After voting for the Silver Line and using it as an excuse to triple densities in Tysons, Bulova and her fellow supervisors have no other way to pay the $3.1 billion needed to transform the sprawling suburban office park into a mini-city, which is why they approved the tax district on a preliminary 7-2 vote in October.
Supervisor Pat Herrity, R-Springfield, was one of the two who voted against it. He was also the only board member to suggest an alternative -- instead of requiring developers to build below-market "workforce housing" for people making up to $130,000 a year, Herrity suggested the county reduce those proffers by 50 percent and use the savings for transportation improvements.
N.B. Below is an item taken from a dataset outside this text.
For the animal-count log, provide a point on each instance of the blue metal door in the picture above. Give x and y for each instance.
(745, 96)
His proposal was voted down.
Bulova called the tax district plan, which will increase property taxes by up to 8.4 percent, "a major step in the right direction for realizing the vision of Tysons." Michael Bogasky, president of the Rotonda Condominium Unit Owners Association, had a different vision: "A nightmare of endless taxation that goes on for 40 years."
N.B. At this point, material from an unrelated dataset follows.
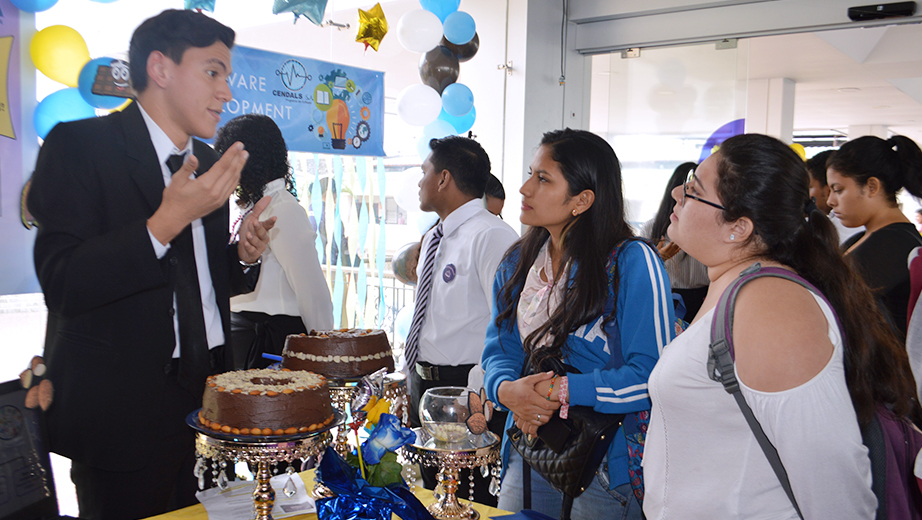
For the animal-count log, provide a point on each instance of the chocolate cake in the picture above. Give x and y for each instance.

That nightmare is not limited to Tysons residents. The proposed tax district will raise $250 million over the next 40 years -- just 11 percent of the total needed. Developers will kick in another $250 million on top of their $865 million in proffers. But that still leaves the county $1.7 billion short to realize Bulova's high-rise urban vision.
In the meantime, Metro officials recently admitted it will cost $4.5 million a year more than anticipated to operate the Silver Line -- part of which must also be paid for by Fairfax County taxpayers. In other words, there's no end of Fairfax tax hikes in sight.
If Tysons Corner homeowners strenuously object to paying for transportation improvements in their own neighborhood, how much more will taxpayers in the rest of the county scream about being stuck with the balance? That's what Bulova and her fellow board members should really worry about.